The statement comes amid speculation about DeepSeek's next-generation models.
The Hangzhou-based company recently open-sourced its 671-billion-parameter Prover-V2 model, an update to its specialized model for dealing with math proofs.
However, there's been no word on progress on its much-anticipated R2 reasoning model.
Industry impact
DeepSeek's cost-efficient model training boosts China's AI industry
DeepSeek had made waves in Silicon Valley and Wall Street earlier this year with its open-source R1 model, built on the foundational V3 model.
Anthropic CEO Dario Amodei highlighted in a blog post that DeepSeek had not developed its models as cheaply as commonly believed, and urged the US to tighten chip exports to China.

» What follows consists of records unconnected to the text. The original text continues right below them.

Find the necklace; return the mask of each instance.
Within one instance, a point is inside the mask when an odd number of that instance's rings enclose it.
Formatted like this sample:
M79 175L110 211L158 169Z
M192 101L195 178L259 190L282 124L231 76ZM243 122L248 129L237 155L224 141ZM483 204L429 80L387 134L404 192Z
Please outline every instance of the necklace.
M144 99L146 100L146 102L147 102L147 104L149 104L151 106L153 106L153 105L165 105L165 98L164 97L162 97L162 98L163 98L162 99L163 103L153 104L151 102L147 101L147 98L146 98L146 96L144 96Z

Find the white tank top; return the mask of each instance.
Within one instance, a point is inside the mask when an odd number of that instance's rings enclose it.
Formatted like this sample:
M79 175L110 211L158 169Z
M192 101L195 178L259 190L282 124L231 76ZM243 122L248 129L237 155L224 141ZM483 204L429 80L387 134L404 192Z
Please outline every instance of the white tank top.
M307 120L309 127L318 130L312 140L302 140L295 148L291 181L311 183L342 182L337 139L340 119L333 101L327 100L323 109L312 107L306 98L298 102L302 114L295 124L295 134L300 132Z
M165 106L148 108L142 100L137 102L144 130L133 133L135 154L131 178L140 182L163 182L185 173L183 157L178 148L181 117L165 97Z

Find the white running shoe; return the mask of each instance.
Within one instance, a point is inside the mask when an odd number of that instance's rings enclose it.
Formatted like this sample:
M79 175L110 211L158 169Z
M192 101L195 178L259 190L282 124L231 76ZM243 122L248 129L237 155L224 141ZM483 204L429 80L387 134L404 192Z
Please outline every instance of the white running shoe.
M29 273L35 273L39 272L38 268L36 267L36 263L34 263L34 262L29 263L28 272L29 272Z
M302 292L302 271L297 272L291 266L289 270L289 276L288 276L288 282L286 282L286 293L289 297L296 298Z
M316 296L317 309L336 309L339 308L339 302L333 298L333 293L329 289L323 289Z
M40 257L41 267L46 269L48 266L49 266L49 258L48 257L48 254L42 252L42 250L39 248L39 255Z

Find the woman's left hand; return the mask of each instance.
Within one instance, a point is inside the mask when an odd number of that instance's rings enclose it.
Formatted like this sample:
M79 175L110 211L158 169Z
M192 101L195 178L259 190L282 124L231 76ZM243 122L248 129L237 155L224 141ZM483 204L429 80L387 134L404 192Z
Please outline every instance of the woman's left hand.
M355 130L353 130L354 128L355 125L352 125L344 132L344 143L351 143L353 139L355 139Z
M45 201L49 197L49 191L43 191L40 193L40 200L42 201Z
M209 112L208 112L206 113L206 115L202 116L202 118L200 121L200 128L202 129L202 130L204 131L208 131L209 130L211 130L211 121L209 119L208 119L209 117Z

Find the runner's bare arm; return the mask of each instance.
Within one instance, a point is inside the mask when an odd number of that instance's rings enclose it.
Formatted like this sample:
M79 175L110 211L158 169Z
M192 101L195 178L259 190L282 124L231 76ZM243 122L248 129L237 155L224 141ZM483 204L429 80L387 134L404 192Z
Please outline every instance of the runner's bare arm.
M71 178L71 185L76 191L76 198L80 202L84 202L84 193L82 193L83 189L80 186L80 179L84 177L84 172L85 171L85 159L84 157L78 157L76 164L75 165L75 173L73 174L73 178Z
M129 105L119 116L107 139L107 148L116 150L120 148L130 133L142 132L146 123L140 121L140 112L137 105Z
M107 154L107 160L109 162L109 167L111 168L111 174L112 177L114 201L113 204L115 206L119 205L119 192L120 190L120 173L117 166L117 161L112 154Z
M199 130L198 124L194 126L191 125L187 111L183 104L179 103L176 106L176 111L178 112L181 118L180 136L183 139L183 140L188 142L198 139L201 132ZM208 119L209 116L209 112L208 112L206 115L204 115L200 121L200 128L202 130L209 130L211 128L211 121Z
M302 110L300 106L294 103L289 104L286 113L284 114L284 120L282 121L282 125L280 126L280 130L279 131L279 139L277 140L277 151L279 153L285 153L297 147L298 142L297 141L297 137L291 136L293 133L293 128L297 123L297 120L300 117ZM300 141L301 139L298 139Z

Despite export curbs on advanced tech by Washington, DeepSeek's cost-efficient model training has boosted confidence within China's AI industry.
Company profile
Anthropic's funding and focus on AI safety
Anthropic, the firm behind the Claude artificial intelligence models, is a public benefit corporation focused on AI safety.
The company has received significant support from tech giants such as Amazon and Google, along with leading venture capital firms.
In March, Anthropic raised $3.5 billion in a funding round led by Lightspeed Venture Partners, valuing the company at $61.5 billion.